Structure‐guided ligand optimization. a) Crystal structure of the 1‐Cdk2(ES) conjugate (resolution: 1.77 Å, PDB ID: 5OSM). The 2F _o−F _c electron‐density map (blue) is contoured at 1σ around Cys80 (yellow) and the ligand (green), with the hydrogen bonds to L83 and K33 shown in red. b) Covalent SAR for fragment analogues by REF analysis. c) qIT data for acrylamide 6 (0.5 mM) in reaction with Cdk2(ES) or glutathione (5 μM). Fluorescence intensity is converted into percentage cysteine modification by normalizing to DMSO control=0 %, no thiol=100 %. d) Crystal structure of the 6‐Cdk2(ES) complex (cyan; resolution 1.72 Å, PDB ID: 5OO3) aligned against 1–Cdk2(ES) (green).

Figure 7

Kinetic analysis of merged fragments. a) Kinetic analysis of acrylamides 1, 6, 9, 10 and 11 determined by qIT. Concnetration‐dependent analysis was used to derive K _i and k _inact. b) Crystal structure of the 11‐Cdk2(ES) conjugate (resolution: 1.66 Å, PDB ID: 6YL1). The 2F _o−F _c electron density map (blue) is contoured at 1σ around Cys80 (yellow) and the ligand (green), with the hydrogen bonds to L83 shown in red. c) Concentration‐dependent qIT analysis.

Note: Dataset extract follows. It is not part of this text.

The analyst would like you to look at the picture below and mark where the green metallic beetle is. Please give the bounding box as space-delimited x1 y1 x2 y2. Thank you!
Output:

Left: Representative qIT data: acrylamide 11 (25–500 μM) reacting with Cdk(ES) (5 μM; n=2, error bars denote SD). Fluorescence intensity is converted into percentage cysteine modification by normalizing to DMSO control=0 %, no thiol=100 %. Right: Hyberbolic fitting of k _obs against concentration of acrylamides yields K _i and k _inact. d) Overlay of crystal binding poses of Cys80 conjugated to acrylamides 1, 6, 9 and 11, after alignment of the global protein structre.